In two-dimensional geometry, lines can be described by different forms of equations like slope-intercept form, standard form, or parametric form as seen in our exercise.

• Points: A point is defined by its coordinates, for example, \(P(-8,2)\) and \(Q(1,2)\), using ordered pairs.
• Lines: A line can be described by an equation such as \(y = mx + b\) or parametrically, and a straight path connecting two points.
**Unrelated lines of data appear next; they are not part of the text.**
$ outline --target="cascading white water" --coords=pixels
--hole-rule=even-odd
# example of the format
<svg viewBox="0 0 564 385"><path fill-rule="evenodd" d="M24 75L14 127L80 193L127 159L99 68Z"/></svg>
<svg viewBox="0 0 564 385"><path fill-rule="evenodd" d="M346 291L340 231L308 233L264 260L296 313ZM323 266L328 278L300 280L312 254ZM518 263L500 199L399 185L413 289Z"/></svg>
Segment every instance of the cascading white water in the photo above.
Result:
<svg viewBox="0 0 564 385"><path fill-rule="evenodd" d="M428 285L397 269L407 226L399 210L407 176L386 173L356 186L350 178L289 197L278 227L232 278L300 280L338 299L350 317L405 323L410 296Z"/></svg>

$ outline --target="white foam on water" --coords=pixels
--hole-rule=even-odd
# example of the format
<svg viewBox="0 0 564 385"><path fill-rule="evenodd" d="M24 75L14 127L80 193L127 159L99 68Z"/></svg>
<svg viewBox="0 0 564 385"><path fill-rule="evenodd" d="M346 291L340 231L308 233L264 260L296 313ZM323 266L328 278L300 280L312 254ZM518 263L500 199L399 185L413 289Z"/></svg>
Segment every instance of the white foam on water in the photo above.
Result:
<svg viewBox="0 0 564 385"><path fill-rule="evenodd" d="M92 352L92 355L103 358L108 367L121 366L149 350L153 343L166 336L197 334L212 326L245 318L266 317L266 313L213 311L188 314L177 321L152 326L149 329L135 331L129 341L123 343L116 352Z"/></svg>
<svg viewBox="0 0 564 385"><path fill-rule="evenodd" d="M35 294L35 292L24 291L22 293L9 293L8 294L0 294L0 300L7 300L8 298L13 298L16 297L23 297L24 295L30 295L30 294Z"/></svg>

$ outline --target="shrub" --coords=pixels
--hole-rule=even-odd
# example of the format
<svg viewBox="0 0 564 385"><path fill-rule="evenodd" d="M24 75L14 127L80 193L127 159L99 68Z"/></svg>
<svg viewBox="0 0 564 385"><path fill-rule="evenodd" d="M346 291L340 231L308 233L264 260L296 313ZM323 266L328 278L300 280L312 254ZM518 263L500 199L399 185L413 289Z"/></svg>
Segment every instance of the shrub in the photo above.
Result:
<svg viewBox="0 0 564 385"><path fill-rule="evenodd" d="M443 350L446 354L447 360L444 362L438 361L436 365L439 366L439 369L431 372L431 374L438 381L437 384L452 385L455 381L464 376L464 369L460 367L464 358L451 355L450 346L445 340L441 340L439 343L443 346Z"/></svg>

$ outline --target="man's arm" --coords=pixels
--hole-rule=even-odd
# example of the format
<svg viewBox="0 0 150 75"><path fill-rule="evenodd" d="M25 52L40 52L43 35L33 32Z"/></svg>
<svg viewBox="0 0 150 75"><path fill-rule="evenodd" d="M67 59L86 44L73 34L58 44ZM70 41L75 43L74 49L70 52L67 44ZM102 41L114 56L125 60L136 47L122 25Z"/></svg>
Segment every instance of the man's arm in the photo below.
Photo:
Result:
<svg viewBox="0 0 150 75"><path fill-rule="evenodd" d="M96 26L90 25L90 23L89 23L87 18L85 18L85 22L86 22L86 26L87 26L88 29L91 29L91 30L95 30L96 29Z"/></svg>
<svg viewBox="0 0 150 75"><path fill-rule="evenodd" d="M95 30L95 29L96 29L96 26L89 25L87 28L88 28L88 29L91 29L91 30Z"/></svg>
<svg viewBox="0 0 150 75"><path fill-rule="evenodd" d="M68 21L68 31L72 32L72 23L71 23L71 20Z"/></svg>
• Distance: The distance between two points can be derived using the distance formula, but in this exercise, the vector connecting the two points helps us understand the line segment directly.

The concepts learned in two-dimensional geometry are essential as they build a foundation for more advanced studies, including calculus and physics. This forms a basis for understanding how shapes and spaces work, whether they are lines, curves, or two-dimensional surfaces.